A isenção do Adicional ao Frete para Renovação da Marinha Mercante (AFRMM) nas navegações com origem ou destino nas regiões Norte e Nordeste foi aprovada pelo Senado nesta quarta-feira (16) e agora depende apenas da sanção presidencial para se tornar lei.
A proposta, que já tinha sido aprovada na Câmara é de autoria do deputado Júnior Ferrari (PSD-PA), tem como objetivo reduzir os custos logísticos e estimular a competitividade da navegação em regiões com infraestrutura limitada e forte dependência dos rios, como a Amazônia.
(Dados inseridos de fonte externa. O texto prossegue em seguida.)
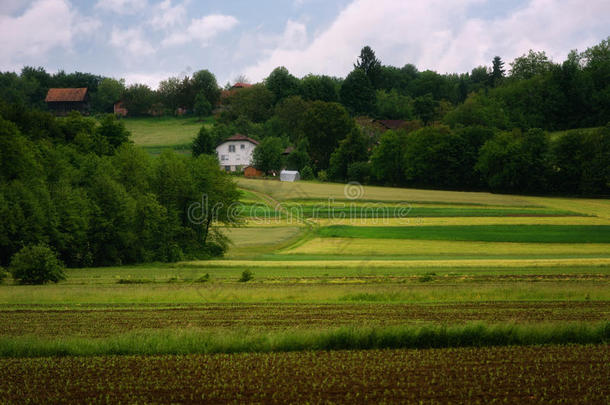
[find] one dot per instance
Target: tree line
(78, 186)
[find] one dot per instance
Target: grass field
(158, 133)
(455, 268)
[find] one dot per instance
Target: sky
(146, 41)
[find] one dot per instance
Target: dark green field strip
(481, 233)
(571, 374)
(111, 320)
(322, 201)
(382, 211)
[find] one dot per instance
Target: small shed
(289, 175)
(62, 101)
(251, 171)
(119, 109)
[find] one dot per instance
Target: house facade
(235, 153)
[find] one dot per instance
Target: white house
(235, 152)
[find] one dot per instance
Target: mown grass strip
(197, 342)
(481, 233)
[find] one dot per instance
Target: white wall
(241, 157)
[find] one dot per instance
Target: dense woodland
(77, 184)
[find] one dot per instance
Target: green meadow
(450, 259)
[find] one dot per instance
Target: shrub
(307, 173)
(37, 264)
(246, 276)
(359, 171)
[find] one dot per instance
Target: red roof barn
(62, 101)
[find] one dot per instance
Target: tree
(530, 65)
(298, 158)
(37, 264)
(282, 84)
(170, 93)
(113, 131)
(204, 143)
(357, 93)
(434, 157)
(108, 92)
(478, 110)
(425, 108)
(290, 113)
(324, 125)
(515, 162)
(368, 62)
(352, 149)
(497, 71)
(387, 160)
(202, 106)
(205, 87)
(255, 103)
(139, 99)
(393, 105)
(267, 157)
(322, 88)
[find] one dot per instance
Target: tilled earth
(100, 321)
(517, 375)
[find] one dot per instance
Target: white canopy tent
(289, 175)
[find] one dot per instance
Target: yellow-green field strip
(601, 262)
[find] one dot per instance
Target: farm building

O texto aprovado incorpora emenda do Senado, apresentada pelo senador Eduardo Braga (MDB-AM), que estende a isenção até 8 de janeiro de 2031 — o prazo anterior previa o fim do benefício em 2027.
Benefício prorrogado
Além de ampliar o prazo da isenção, a versão final aprovada elimina a regra de redução gradual do benefício em 10% ao ano, anteriormente prevista pela Câmara. Essa cláusula já havia sido superada pela Lei 14.301/2022, que estabeleceu a isenção até 2027.
O senador Eduardo Braga, que relatou a proposta na Comissão de Assuntos Econômicos (CAE) do Senado, destacou que a medida é essencial diante das fortes estiagens na Amazônia e dos impactos econômicos causados pela pandemia, especialmente nas regiões Norte e Nordeste.
Entenda o AFRMM
O AFRMM, criado em 1958, é um adicional cobrado sobre o valor do frete no transporte de mercadorias em portos brasileiros. A arrecadação vai para o Fundo da Marinha Mercante (FMM), que financia projetos de expansão e modernização da frota marítima nacional.
Com a aprovação, o texto do PL 1.765/2019 aguarda agora sanção do presidente Lula. Se sancionada, a medida terá vigência imediata e trará alívio para setores produtivos e melhor logística para regiões mais isoladas do país.